Prior to seeing War Horse, I expected puppets. And horses. Possibly even tears. To sum up, I expected a straight play with puppets, horses, and tears. I didn’t expect music; nor did I expect light animation or the amalgam of art I was presented with.
War Horse, based on the novel by Michael Morpurgo and currently showing at the Vivian Beaumont Theater, follows the trajectory of a young boy and his horse who are separated as a result of World War I. The story is heartwarming. And the famous puppets used to play the horses are truly as lifelike and amazing as I had heard they were. For me, War Horse seems to be a convergence of more than just one type of art, transcending the idea of a traditional play to instead become more of an experience in multiple art forms.
Throughout the show, traditional folk songs are sung in interim periods between scenes, or sometimes to highlight specific moments during the action. Generally these are sung a capella. Some songs are livelier than others, accompanied by a violin, a second voice, or even an accordion. One song in particular leaves the audience haunted by its soulful refrain, “Only remembered for what we have done.” The refrain is repeatedly heard throughout the show, linking scenes together aurally, and providing an added cultural component to deepen the play’s setting in Devon, England.

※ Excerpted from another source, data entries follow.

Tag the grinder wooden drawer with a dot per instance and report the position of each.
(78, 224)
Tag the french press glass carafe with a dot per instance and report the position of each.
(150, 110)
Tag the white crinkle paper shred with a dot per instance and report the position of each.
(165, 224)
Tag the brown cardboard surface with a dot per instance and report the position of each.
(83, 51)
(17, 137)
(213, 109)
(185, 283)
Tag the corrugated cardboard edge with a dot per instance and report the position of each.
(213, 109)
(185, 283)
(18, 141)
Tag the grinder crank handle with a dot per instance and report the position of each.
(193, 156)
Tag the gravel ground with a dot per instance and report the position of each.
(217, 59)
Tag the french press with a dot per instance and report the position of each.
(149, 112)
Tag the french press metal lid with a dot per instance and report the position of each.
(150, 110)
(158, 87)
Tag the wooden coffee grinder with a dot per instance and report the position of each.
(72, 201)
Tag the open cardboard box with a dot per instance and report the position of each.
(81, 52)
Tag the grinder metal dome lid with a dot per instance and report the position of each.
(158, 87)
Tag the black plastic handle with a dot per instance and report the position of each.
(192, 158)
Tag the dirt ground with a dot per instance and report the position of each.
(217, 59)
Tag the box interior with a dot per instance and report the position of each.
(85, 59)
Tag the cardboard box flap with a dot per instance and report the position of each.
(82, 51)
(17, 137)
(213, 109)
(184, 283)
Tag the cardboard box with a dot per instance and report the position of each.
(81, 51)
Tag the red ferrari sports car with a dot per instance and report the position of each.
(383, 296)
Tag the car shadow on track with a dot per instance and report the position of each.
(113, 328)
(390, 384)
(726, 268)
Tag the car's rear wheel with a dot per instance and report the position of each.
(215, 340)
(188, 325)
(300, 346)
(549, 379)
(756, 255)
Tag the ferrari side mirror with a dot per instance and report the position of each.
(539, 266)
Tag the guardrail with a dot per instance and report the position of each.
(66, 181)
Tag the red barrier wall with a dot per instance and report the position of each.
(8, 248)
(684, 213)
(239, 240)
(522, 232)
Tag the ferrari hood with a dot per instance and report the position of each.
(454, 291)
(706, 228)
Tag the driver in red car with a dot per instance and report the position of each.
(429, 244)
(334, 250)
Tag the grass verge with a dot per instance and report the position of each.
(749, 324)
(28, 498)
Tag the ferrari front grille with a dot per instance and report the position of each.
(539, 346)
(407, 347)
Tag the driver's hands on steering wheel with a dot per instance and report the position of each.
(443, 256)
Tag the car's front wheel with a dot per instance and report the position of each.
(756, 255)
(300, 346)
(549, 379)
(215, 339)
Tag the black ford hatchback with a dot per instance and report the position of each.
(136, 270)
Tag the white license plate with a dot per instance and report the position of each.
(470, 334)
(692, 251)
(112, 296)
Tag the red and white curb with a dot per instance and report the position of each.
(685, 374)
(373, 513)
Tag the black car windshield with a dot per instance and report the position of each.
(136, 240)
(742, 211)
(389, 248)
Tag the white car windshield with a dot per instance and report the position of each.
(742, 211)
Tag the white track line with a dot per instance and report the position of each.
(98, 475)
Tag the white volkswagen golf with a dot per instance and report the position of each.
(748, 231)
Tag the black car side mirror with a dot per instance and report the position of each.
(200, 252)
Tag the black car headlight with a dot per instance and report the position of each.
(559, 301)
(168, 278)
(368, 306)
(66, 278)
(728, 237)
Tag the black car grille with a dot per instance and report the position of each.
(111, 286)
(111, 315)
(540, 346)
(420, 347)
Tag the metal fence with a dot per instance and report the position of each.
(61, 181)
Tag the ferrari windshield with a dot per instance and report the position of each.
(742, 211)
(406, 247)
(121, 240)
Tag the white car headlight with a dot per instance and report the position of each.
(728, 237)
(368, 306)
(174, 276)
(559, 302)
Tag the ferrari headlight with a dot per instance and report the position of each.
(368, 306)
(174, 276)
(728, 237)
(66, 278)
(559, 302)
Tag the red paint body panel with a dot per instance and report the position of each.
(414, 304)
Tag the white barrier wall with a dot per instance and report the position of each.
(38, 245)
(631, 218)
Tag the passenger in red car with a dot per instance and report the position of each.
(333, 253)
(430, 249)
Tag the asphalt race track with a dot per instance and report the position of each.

The use of lights and animation also gives depth to the performance, whether by depicting a full and approaching cavalry on a screen hanging above the stage or by adding visual realism to the blasts portrayed in battle scenes. Though it could easily distracting to have so much going on, Warhorse managed to rein in all of its artistry to create a completely enchanting production.
It would be remiss of me not to comment on the puppetry, since it is the most well-known aspect of the show. The horses are realistic to the point where you no longer notice the actors at all. And the puppetry is also used in many other, less-often described ways. Geese and chicken casually walk across the stage as puppets. And bird puppets actually open the show. Inanimate objects, too, also become puppets, as tanks roll and missiles fly across the stage.
I saw War Horse through an incredible opportunity provided by High 5 and Lincoln Center Theater, but I strongly recommend it to any who have the chance. It is so much more than just a play.